Au titre de ses priorités, l’AICA-CI entend identifier les principales difficultés du secteur, dresser un état des lieux du cadre législatif, définir un plan d’action concerté, renforcer la collaboration entre les différents métiers et assurer la défense des intérêts collectifs de la filière.

À ce sujet, la distributrice Sonia Guiza a appelé à une organisation rigoureuse de la chaîne cinématographique. « On ne peut pas faire avancer un secteur de métier si on prend des raccourcis », a-t-elle averti, plaidant pour que chaque acteur assume pleinement son rôle, sans empiéter sur celui des autres. Un discours qui reflète la volonté de mettre fin aux conflits de positionnement qui ont longtemps fragilisé le secteur.

Abordant le volet social, le producteur Alex Ogou a plaidé pour la création d’un fonds de solidarité destiné aux professionnels du secteur ainsi que pour l’instauration d’un dispositif d’assurance maladie au bénéfice des travailleurs de l’industrie cinématographique et audiovisuelle. « La première richesse, c’est l’homme », a-t-il rappelé.

Un soutien institutionnel affirmé

Le Bureau Ivoirien du Droit d’Auteur (BURIDA), représenté à la cérémonie par son Directeur Général Adjoint, Serge Akpatou, a salué la dynamique enclenchée et assuré de son accompagnement pour consolider les bases juridiques et réglementaires de la nouvelle structure. L’adhésion concernant exclusivement des entités morales : entreprises, associations et organisations actives dans le cinéma et l’audiovisuel.

L’espoir d’une industrie enfin structurée

La mobilisation enregistrée lors de ce lancement avec la présence de personnalités comme Bienvenu Neba, Philippe Lacôte, Bomou Aboubakar Bassa, Willy Dumbo, Aba Zein, la comédienne Lauraine Koffi et le photographe-réalisateur Ananias Leki Dago témoigne d’une réelle adhésion du milieu. « C’est salutaire.

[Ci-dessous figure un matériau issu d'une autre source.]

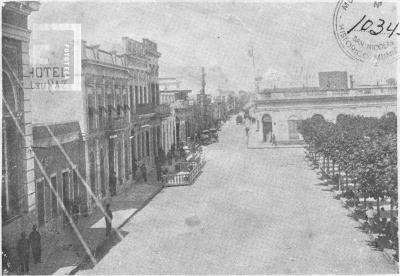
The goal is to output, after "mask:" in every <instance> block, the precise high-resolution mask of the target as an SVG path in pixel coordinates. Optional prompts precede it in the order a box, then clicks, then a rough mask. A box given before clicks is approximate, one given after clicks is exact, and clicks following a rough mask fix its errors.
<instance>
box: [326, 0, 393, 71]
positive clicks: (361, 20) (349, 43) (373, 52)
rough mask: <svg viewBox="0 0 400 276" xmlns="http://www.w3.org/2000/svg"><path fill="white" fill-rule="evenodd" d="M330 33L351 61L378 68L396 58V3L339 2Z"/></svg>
mask: <svg viewBox="0 0 400 276" xmlns="http://www.w3.org/2000/svg"><path fill="white" fill-rule="evenodd" d="M333 30H334V34H335V37H336V40H337V42H338V44H339V46H340V48H341V49H342V51H343V52H344V53H345V54H346V55H347V56H349V57H350V58H352V59H354V60H358V61H361V62H370V63H372V64H374V65H379V64H383V63H386V64H387V63H392V62H394V61H396V60H397V59H398V58H399V49H398V45H399V40H400V24H399V18H398V17H397V9H396V1H393V2H384V1H371V0H370V1H362V0H339V2H338V3H337V5H336V9H335V14H334V16H333Z"/></svg>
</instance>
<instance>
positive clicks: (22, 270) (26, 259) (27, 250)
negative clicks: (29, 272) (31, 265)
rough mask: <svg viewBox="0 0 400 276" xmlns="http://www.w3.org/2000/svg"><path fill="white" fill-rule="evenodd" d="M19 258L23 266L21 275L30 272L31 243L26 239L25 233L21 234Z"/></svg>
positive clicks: (18, 254)
mask: <svg viewBox="0 0 400 276" xmlns="http://www.w3.org/2000/svg"><path fill="white" fill-rule="evenodd" d="M17 252H18V258H19V261H20V265H21V273H22V274H24V273H28V272H29V241H28V240H27V239H26V236H25V232H22V233H21V238H20V239H19V240H18V244H17Z"/></svg>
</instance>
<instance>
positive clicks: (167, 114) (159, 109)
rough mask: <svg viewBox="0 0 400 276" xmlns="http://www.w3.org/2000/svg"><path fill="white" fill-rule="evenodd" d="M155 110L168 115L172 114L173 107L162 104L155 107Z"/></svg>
mask: <svg viewBox="0 0 400 276" xmlns="http://www.w3.org/2000/svg"><path fill="white" fill-rule="evenodd" d="M155 111H156V113H157V114H159V115H160V116H168V115H169V114H171V109H170V107H169V105H168V104H160V105H157V106H156V107H155Z"/></svg>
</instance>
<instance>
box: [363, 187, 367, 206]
mask: <svg viewBox="0 0 400 276" xmlns="http://www.w3.org/2000/svg"><path fill="white" fill-rule="evenodd" d="M363 197H364V209H367V195H366V194H365V192H364V191H363Z"/></svg>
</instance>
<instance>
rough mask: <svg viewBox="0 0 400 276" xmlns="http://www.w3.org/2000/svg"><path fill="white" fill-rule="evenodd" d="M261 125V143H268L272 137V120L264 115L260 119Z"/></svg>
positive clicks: (269, 116) (265, 114)
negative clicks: (262, 127)
mask: <svg viewBox="0 0 400 276" xmlns="http://www.w3.org/2000/svg"><path fill="white" fill-rule="evenodd" d="M262 123H263V141H264V142H270V141H271V136H272V119H271V116H269V115H268V114H265V115H264V116H263V118H262Z"/></svg>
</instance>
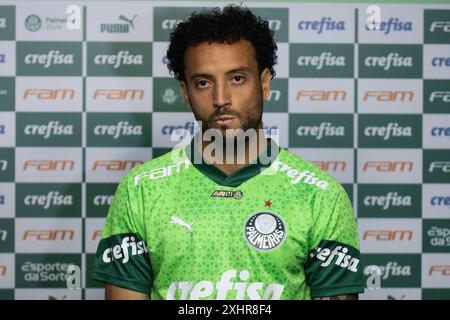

Ça vient à point nommé. Il faut se regrouper, s’organiser et structurer », a déclaré Ananias Leki Dago.

Avec la naissance de l’AICA-CI, le cinéma ivoirien se donne les moyens de rompre avec un cycle fait d’élans brisés et de rendez-vous manqués. Il appartient désormais aux acteurs du secteur de traduire cette dynamique commune en actions tangibles, à travers une meilleure structuration des métiers, le développement des compétences, la mise en place de mécanismes de protection sociale pour les artistes et techniciens, le respect des circuits de diffusion et l’élargissement de la présence du cinéma ivoirien sur les marchés africains et internationaux.